The ICO has launched a blog series to address the common misconceptions around GDPR. Concerns that come through on their hotline include “GDPR will stop dentists ringing patients to remind them about appointments”, “all breaches must be reported under GDPR” or “cleaners and gardeners will face massive fines that will put them out of business”.
None of these is true. This blog addresses and simplifies three of the most common myths surrounding GDPR.
The ICO will cripple us with massive fines for non-compliance
The punitive powers of the ICO under GDPR are widely published, with the maximum fine rocketing up from £500,000 under the current Data Protection Act (DPA) to an explosive £17 million or four per cent of global turnover under GDPR.
However, Information Commissioner Elizabeth Denham does not welcome “the scaremongering” around this and stresses that her office does not plan on “making early examples of organisations for minor infringements or that maximum fines will become the norm.” Perhaps worth noting use of the word “early”.
To add credence to Denham’s stance, consider that last year – 2016/17 – the ICO closed 17,300 cases and only 16 were issued fines. None of these regulation breakers were faced with the maximum fine. In fact, during the time since the DPA was introduced, the ICO has never (so far, anyway) gone the whole hog on their fining capabilities.
We must report all personal data breaches to the ICO – and immediately
Under GDPR, personal data breaches need only be reported if the breach has put individual’s rights and freedoms at risk. For example, if it could lead to financial loss, damage to reputation or discrimination.
So if the breach is unlikely to risk people’s rights and freedoms, there’s no need to report it either to the ICO or the people involved. If you’re not sure, contact the ICO and they can advise.
In terms of having to report immediately, the ICO states that “under the GDPR there is a requirement for organisations to report a personal data breach that affects people’s rights and freedoms without undue delay and, where feasible, not later than 72 hours after becoming aware of it”.

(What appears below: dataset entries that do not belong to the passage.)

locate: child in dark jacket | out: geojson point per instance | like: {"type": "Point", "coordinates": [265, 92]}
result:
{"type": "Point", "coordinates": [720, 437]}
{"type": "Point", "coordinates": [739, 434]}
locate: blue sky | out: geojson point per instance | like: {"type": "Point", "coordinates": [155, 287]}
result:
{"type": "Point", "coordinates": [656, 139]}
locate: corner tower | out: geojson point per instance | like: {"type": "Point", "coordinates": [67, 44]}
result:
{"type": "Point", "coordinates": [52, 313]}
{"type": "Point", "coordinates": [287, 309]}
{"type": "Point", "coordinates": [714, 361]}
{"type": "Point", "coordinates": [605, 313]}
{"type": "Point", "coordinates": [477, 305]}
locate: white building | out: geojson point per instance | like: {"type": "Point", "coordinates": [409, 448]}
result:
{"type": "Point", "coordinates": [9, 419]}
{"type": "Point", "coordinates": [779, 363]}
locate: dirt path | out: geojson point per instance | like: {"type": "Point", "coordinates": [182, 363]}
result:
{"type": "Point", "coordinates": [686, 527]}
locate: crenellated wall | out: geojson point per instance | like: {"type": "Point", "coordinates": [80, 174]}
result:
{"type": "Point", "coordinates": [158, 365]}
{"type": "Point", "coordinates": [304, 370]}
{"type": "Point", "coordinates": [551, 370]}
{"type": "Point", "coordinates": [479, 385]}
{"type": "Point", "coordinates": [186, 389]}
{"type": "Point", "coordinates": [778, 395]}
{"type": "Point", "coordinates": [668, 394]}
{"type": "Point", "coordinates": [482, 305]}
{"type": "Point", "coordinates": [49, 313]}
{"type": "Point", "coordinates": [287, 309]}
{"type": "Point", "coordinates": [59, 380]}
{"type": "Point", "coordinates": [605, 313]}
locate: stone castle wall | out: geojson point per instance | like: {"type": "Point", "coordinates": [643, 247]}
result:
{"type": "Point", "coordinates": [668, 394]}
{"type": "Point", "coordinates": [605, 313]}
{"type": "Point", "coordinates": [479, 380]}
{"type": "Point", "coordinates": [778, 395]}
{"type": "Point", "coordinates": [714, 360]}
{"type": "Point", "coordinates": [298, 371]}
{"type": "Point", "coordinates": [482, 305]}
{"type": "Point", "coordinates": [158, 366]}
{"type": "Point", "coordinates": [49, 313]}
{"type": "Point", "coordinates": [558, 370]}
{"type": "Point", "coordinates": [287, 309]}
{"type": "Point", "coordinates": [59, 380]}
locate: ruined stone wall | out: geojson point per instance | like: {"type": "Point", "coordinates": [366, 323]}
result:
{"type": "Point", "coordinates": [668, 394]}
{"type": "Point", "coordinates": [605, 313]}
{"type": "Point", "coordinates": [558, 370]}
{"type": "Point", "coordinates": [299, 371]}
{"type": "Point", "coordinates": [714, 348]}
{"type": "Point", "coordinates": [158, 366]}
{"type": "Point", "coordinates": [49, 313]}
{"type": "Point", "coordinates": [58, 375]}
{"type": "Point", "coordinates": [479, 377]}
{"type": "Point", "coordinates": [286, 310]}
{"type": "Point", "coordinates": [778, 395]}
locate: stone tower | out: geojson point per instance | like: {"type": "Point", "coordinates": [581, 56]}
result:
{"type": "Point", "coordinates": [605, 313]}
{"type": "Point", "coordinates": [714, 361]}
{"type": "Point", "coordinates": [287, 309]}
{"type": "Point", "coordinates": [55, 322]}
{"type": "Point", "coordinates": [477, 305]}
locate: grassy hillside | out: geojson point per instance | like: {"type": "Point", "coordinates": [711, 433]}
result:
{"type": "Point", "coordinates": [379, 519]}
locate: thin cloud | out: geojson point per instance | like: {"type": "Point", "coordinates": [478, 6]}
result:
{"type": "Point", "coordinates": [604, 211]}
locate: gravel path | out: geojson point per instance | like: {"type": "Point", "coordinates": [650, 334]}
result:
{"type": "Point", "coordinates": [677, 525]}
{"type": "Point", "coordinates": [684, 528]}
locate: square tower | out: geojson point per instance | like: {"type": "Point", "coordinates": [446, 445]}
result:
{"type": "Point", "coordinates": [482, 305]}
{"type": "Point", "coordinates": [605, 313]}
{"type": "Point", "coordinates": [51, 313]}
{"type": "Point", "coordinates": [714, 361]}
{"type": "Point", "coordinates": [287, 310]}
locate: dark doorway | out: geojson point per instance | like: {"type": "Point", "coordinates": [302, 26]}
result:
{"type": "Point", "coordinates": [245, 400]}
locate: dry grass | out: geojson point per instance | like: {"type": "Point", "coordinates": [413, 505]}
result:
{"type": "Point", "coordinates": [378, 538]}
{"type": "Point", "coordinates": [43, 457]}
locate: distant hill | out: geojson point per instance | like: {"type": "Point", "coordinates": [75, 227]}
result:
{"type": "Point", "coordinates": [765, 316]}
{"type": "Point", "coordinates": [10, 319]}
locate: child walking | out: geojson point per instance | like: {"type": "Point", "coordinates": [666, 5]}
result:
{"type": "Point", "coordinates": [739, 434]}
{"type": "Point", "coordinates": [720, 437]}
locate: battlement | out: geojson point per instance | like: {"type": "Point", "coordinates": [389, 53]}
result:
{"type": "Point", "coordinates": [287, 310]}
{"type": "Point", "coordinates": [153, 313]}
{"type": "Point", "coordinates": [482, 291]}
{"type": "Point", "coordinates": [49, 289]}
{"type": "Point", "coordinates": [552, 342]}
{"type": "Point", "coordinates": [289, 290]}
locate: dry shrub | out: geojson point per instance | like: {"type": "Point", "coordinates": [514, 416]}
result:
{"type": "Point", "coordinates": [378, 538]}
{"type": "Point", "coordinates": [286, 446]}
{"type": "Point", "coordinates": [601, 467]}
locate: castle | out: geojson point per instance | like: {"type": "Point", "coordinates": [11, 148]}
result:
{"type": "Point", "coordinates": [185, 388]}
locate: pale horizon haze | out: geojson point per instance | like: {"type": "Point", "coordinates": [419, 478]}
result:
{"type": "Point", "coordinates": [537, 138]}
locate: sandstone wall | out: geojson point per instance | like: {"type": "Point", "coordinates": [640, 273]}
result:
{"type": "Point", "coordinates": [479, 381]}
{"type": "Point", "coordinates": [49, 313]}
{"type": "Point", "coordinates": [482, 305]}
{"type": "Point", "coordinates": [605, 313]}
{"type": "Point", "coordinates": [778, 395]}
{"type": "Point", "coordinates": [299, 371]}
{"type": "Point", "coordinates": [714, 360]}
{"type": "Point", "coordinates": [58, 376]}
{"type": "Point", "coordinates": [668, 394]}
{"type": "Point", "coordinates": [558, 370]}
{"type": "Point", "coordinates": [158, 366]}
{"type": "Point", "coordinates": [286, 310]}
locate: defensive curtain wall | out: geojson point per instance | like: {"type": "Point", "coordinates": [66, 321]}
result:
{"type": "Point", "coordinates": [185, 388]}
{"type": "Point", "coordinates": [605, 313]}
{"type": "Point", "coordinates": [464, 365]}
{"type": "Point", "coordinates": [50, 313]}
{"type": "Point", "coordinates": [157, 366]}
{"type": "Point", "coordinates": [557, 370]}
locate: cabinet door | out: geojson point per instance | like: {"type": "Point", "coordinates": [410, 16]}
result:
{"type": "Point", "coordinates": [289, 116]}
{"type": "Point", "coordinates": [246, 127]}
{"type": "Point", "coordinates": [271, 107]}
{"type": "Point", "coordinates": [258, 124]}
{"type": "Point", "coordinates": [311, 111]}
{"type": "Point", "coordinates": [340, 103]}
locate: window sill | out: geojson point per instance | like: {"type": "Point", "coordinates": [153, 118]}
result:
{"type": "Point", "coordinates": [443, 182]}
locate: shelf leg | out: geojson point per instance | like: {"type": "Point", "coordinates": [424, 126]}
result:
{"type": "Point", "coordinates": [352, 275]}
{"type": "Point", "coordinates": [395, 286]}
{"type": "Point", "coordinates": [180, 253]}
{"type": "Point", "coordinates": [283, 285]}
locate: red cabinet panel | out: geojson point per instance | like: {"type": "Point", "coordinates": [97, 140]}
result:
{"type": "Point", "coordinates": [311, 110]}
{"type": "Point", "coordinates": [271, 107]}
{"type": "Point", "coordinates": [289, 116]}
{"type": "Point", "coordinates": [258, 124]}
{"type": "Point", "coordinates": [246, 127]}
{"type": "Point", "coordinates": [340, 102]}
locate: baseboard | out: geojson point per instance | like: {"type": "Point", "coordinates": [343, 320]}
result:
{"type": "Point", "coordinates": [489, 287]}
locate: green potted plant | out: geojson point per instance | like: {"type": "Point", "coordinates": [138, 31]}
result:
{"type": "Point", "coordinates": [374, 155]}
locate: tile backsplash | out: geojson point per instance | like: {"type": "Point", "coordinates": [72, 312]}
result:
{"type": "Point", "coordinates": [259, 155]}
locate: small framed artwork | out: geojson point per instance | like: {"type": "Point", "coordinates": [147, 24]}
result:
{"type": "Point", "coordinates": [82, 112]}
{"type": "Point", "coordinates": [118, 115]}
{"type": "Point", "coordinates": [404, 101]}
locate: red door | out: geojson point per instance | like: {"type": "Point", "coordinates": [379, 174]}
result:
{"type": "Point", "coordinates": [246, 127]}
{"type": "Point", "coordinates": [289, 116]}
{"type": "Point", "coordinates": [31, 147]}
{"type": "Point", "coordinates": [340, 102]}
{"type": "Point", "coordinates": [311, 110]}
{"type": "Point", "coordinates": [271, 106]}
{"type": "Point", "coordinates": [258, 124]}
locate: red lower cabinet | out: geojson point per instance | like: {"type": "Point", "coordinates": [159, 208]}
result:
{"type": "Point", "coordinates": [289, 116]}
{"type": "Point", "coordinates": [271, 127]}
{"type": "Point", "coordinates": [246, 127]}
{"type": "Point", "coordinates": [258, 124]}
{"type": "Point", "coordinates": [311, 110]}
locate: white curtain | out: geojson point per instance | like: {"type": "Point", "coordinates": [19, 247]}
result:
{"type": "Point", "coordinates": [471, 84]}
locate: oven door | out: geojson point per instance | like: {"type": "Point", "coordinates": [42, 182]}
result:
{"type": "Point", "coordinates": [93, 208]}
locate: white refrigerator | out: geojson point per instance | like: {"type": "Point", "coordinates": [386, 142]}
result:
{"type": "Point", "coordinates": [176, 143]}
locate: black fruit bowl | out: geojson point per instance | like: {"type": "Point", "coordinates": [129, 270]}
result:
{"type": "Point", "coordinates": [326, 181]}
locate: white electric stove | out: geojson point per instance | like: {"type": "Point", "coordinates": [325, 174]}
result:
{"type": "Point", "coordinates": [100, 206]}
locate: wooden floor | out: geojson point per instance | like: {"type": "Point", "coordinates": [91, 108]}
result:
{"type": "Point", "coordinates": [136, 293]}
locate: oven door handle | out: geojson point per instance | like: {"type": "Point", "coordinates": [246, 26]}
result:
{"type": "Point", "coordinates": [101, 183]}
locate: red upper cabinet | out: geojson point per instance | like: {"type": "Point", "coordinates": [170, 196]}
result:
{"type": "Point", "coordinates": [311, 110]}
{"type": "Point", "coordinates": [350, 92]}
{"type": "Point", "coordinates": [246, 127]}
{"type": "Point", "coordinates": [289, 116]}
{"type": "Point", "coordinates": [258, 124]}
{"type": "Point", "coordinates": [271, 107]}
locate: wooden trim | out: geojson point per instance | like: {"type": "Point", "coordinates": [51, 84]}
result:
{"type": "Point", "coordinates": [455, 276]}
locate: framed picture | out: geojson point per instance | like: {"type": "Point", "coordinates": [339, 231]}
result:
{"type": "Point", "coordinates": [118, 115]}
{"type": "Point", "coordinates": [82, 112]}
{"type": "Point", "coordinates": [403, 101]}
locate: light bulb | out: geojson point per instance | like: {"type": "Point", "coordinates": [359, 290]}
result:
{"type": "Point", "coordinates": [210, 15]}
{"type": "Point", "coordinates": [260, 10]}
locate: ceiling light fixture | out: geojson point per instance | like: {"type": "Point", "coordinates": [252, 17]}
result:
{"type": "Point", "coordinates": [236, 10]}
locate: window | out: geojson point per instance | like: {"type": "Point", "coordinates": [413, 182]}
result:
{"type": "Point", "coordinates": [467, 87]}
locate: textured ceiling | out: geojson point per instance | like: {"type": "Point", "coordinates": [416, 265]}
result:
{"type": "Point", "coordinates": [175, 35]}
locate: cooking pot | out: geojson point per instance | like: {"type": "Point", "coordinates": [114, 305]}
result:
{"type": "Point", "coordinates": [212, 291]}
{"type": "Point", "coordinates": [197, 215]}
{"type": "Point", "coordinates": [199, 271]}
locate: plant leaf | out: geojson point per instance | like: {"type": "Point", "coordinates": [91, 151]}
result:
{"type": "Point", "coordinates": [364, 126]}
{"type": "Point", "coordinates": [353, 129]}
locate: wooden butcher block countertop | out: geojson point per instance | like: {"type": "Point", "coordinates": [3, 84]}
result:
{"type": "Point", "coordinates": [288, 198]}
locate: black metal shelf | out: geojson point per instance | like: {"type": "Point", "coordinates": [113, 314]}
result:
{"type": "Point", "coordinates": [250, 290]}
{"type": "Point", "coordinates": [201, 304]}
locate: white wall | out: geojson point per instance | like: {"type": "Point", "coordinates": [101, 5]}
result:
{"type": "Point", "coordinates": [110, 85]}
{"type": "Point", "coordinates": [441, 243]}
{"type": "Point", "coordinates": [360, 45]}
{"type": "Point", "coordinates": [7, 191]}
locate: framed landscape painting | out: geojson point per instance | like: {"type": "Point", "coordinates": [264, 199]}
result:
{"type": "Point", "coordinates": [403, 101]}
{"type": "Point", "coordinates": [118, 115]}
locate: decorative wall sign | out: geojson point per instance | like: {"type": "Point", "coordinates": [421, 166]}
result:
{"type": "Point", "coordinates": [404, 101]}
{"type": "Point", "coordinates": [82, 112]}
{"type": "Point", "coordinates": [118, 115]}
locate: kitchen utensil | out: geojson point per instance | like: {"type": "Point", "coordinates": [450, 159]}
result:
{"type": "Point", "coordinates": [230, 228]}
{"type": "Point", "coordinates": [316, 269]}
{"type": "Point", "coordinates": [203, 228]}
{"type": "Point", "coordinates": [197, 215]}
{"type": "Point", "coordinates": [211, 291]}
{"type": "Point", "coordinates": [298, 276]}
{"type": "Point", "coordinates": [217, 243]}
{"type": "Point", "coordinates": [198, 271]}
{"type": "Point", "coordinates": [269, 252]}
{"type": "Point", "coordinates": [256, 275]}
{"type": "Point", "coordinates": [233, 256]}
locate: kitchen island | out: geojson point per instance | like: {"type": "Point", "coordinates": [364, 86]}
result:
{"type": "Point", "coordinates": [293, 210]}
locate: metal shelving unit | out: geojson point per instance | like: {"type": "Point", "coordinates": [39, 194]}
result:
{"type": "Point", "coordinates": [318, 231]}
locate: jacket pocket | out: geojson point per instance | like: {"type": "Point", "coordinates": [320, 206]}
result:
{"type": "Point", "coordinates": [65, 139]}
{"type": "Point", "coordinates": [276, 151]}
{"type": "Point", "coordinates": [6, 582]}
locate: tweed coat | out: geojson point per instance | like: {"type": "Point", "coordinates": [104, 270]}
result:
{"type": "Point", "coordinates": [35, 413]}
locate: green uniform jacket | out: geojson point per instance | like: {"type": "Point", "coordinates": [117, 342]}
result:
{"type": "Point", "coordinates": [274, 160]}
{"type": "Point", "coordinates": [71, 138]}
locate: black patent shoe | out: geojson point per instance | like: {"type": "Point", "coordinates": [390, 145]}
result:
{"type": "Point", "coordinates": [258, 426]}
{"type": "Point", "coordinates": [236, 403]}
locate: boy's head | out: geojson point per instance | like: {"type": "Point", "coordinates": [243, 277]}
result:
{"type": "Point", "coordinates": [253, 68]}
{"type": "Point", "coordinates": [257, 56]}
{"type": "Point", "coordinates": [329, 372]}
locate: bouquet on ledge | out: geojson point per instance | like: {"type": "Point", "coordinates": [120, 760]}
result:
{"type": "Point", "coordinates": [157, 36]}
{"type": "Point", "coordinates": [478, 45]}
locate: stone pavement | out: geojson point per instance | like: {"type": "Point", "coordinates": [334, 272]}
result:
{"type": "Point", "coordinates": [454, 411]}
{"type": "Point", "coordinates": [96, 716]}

In fact, under GDPR, an organisation doesn’t have to have all the details immediately; they can provide more later. The ICO does, though, make it clear that they would expect you to advise them of:
- the potential scope of the breach
- the cause of the breach
- mitigating action you plan to take to manage the breach
- what you plan to do to address the underlying problem that led to breach
Data breach reporting is all about punishing organisations and generating revenue in fines
While the ICO has colossal punitive clout, Denham highlights the whole point behind the regulations: to protect consumers and push organisations to “step up their ability to detect and deter breaches… not to punish the organisations, but to make them better equipped to deal with security vulnerabilities.”